Invisible Interfaces

Ken Fishkin, Anuj Gujar, Beverly Harrison, and Roy Want, Xerox PARC
fishkin@parc.xerox.com, agujar@parc.xerox.com, beverly@parc.xerox.com, want@parc.xerox.com

Seminar on People, Computers, and Design
Stanford University May 7, 1999

 

While computers have become qualitatively smaller, cheaper, and more powerful, we still interact with them using techniques that differ very little from those of two decades ago. At Xerox PARC, the "Extreme UI" group has been investigating ways to enrich our connection with the computer: to investigate new interaction techniques which use everyday skills and the physical affordances of the devices themselves. By integrating the natural affordances of the device(s) with the natural gestures we already use, we hope to lower the cognitive effort required for interaction; to make the application interface "invisible".

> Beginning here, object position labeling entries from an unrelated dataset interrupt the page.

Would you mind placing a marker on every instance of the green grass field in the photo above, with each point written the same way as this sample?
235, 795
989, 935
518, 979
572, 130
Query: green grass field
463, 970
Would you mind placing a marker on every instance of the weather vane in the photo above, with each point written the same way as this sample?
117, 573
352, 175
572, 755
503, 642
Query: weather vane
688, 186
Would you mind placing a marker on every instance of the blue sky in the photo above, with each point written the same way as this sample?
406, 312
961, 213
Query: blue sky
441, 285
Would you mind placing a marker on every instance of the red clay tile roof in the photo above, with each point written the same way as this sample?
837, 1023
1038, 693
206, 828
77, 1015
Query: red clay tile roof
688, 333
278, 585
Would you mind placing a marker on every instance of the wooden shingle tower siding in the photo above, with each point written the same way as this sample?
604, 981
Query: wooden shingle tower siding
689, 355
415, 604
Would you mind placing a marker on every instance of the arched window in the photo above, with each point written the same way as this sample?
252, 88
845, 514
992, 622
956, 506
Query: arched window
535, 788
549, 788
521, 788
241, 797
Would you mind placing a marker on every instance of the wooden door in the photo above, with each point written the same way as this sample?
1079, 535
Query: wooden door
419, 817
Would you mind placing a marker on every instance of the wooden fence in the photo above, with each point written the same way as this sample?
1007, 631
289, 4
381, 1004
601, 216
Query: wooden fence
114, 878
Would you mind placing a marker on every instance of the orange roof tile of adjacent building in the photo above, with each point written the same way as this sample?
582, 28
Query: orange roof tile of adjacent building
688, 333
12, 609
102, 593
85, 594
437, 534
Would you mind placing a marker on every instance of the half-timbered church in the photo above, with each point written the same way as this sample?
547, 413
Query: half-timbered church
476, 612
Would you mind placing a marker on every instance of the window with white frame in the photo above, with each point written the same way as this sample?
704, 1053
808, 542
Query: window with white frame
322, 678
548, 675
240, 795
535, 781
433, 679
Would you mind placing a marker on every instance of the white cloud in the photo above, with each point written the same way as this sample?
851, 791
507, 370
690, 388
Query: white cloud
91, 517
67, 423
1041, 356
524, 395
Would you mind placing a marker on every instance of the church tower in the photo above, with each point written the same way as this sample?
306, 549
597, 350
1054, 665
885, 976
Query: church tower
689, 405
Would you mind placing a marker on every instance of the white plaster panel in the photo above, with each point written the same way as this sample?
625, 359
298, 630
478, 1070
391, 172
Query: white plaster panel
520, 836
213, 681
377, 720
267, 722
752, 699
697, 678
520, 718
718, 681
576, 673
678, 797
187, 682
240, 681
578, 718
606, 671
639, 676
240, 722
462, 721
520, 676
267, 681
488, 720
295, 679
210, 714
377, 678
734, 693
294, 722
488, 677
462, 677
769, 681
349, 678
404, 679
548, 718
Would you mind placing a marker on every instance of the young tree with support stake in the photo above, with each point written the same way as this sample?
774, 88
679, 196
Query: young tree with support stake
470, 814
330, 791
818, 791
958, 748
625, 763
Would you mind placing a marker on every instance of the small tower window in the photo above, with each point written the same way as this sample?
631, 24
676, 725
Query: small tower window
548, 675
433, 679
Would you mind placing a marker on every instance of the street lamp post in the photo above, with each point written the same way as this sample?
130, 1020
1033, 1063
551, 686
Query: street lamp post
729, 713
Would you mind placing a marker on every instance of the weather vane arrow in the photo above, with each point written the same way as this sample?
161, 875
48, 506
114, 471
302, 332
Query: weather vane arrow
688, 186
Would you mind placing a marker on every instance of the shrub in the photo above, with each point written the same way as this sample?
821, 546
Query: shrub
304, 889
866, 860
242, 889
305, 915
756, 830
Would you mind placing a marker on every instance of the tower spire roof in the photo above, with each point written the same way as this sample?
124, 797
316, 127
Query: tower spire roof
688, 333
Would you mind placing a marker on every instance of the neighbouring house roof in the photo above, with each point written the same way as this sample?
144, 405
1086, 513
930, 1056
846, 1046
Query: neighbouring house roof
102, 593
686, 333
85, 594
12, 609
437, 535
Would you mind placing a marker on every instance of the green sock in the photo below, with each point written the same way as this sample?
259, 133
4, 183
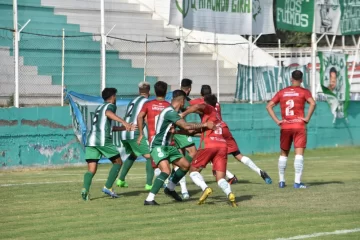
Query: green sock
87, 180
149, 172
127, 165
187, 156
114, 171
159, 182
178, 175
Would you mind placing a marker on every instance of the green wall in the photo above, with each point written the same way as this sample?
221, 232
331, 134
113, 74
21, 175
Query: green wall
44, 136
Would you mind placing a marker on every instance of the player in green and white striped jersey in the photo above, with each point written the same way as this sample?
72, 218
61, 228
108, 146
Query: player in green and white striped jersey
163, 154
129, 139
100, 143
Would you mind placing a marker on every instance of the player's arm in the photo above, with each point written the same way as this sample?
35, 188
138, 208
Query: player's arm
114, 117
270, 108
196, 108
140, 122
312, 106
122, 128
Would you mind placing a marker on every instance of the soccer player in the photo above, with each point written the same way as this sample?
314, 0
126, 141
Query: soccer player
163, 154
232, 146
292, 101
185, 143
151, 111
99, 142
129, 139
213, 147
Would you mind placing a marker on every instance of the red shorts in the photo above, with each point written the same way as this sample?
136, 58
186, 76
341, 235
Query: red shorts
230, 141
218, 156
287, 136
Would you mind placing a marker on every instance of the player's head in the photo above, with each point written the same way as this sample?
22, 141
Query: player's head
333, 78
160, 89
144, 88
109, 95
179, 97
205, 90
296, 78
186, 85
211, 99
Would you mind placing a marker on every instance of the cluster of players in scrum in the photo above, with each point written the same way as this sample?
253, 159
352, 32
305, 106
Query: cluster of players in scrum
172, 152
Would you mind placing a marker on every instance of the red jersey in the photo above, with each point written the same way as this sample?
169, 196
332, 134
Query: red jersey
211, 138
202, 101
152, 109
292, 103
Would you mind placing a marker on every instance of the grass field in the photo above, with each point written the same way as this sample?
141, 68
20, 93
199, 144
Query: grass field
46, 203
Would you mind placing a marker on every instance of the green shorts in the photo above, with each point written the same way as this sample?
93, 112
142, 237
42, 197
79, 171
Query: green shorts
183, 141
95, 153
169, 153
131, 146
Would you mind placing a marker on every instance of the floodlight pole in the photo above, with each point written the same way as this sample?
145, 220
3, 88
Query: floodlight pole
103, 45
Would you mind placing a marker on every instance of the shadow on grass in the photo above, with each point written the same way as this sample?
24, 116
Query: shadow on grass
324, 183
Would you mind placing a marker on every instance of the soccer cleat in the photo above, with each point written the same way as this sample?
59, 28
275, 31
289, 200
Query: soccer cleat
121, 183
186, 195
233, 180
207, 192
232, 199
109, 192
299, 185
172, 194
153, 203
85, 195
266, 177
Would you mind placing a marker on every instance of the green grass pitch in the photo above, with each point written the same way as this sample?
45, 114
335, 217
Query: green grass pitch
46, 203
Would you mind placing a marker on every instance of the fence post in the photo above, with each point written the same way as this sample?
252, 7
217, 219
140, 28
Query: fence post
181, 55
145, 61
313, 64
16, 54
62, 68
217, 68
103, 45
250, 69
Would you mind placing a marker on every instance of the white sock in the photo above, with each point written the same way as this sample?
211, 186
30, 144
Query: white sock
198, 180
183, 185
282, 167
171, 186
298, 165
150, 197
225, 186
157, 172
247, 161
229, 174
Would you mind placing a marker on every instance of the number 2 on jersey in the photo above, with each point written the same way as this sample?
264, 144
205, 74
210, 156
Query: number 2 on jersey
289, 106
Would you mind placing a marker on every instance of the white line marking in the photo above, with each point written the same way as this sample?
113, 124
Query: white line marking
337, 232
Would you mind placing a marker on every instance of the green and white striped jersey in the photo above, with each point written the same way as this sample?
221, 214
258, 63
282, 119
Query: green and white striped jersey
132, 111
100, 131
167, 118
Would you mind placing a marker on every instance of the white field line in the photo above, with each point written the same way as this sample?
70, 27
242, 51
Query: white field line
337, 232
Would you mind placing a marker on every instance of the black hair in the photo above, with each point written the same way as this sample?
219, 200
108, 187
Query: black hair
179, 93
205, 90
297, 75
333, 70
186, 83
211, 99
160, 88
108, 93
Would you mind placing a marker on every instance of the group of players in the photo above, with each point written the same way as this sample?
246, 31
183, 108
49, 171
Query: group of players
172, 152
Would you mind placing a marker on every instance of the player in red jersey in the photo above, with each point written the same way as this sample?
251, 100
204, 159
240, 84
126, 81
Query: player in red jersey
293, 124
213, 148
151, 110
232, 146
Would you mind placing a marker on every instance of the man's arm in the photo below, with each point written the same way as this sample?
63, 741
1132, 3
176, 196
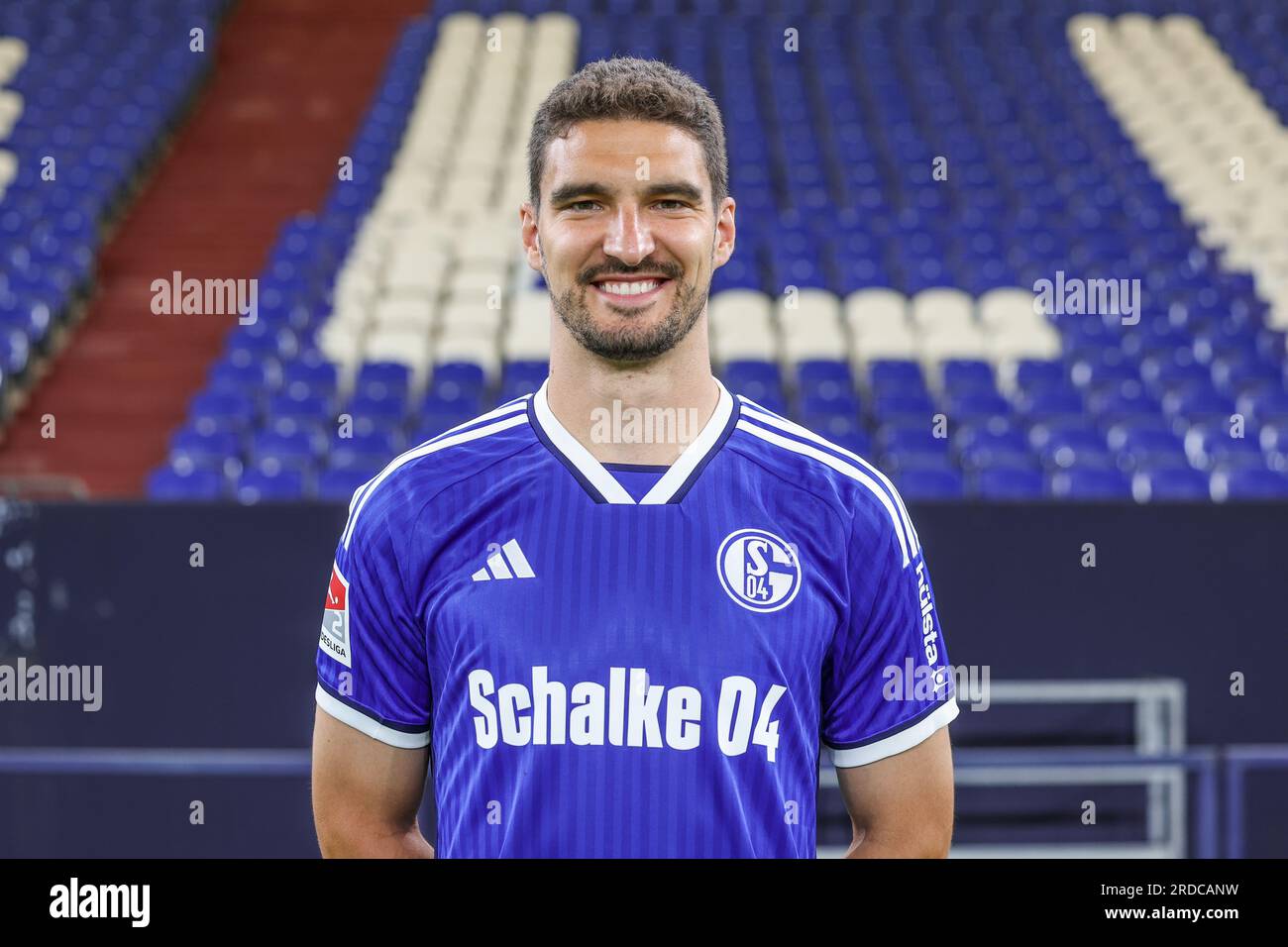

In this talk, we'll describe two of our investigations. The first effort, "Squeezy UI", focuses on enhancing computational devices with sensors (tilt, pressure, etc.) so that the devices can sense a variety of gestures (squeeze, tilt, shake, etc.) made by the user. By integrating these into the device interface, a more natural interface can be achieved.

The second effort, "etags", takes advantage of the progress made in the electronic tagging industry, which allows cheap, robust, easily sensed IDs to be unobtrusively placed on almost any object. By augmenting handheld computers to detect these IDs, a variety of enhanced interactions become possible.

In this talk, we'll show videos demonstrating both of these techniques in action, and discuss them, their implications, and their limitations. Parts of this talk will be a "sneak preview" of a talk which we will giving at SIGCHI in mid-May.

REFERENCES

  1. Roy Want, Kenneth P. Fishkin, Anuj Gujar, and Beverly L. Harrison. "Bridging Physical and Virtual Worlds with Electronic Tags". Proceedings of SIGCHI '99 (Pittsburgh, PA, May 15-20) ACM, New York, 1999. to appear.
  2. Kenneth P. Fishkin, Thomas P. Moran, and Beverly L. Harrison. "Embodied User Interfaces: Towards Invisible User Interfaces". Proceedings of EHCI '98 (Heraklion, Crete, September 13-18). In Press.
  3. Beverly L. Harrison, Kenneth P. Fishkin, Anuj Gujar, Carlos Mochon, and Roy Want, "Squeeze Me, Hold Me, Tilt Me! An Exploration of Manipulative User Interfaces". Proceedings of SIGCHI '98 (Los Angeles, CA, April 18-23) ACM, New York, 1998, pp. 17-24.

Ken Fishkin is a member of the "Extreme UI" novel user interface group at Xerox PARC. At PARC, he has been a principal member of a number of projects involving innovative user interface designs, including the "Invisible Interface", "Magic Lens", and "Dynamic Queries" projects. He holds a MS (Computer Science) from the University of California-Berkeley.

Anuj Gujar is a member of the "Extreme UI" novel user interface group at Xerox PARC. He has expertise in user interface design, applications programming, and rapid prototypying. He holds a MS (Computer Science) from the University of Toronto.

Beverly Harrison is a member of the "Extreme UI" novel user interface group at Xerox PARC. She has worked on designing systems and interfaces for telecommunications (1983-89), for annotation of video (1991), for computer animation and modeling (1995-6), and most recently on interfaces which blend physical and virtual worlds (1997-9). She holds degrees in mathematics (BMath, Waterloo), industrial engineering, and human factors engineering (MS,PhD, University of Toronto). She has extensive industrial experience from Bell-Northern Research (Nortel) and Alias-Silicon Graphics.

Roy Want is the manager of the Embedded Systems Area in the Computer Science Laboratory at Xerox PARC. He is a veteran of PARC's original Ubiquitous Computing work. He was the creator of the ParcTab and before that the Active Badge location system at ORL. His previous research focused on distributed multimedia systems. During this time he participated in the ISLAND project at Cambridge University and the Pandora project at Olivetti Research Ltd. He holds a PhD in Computer Science from Cambridge University.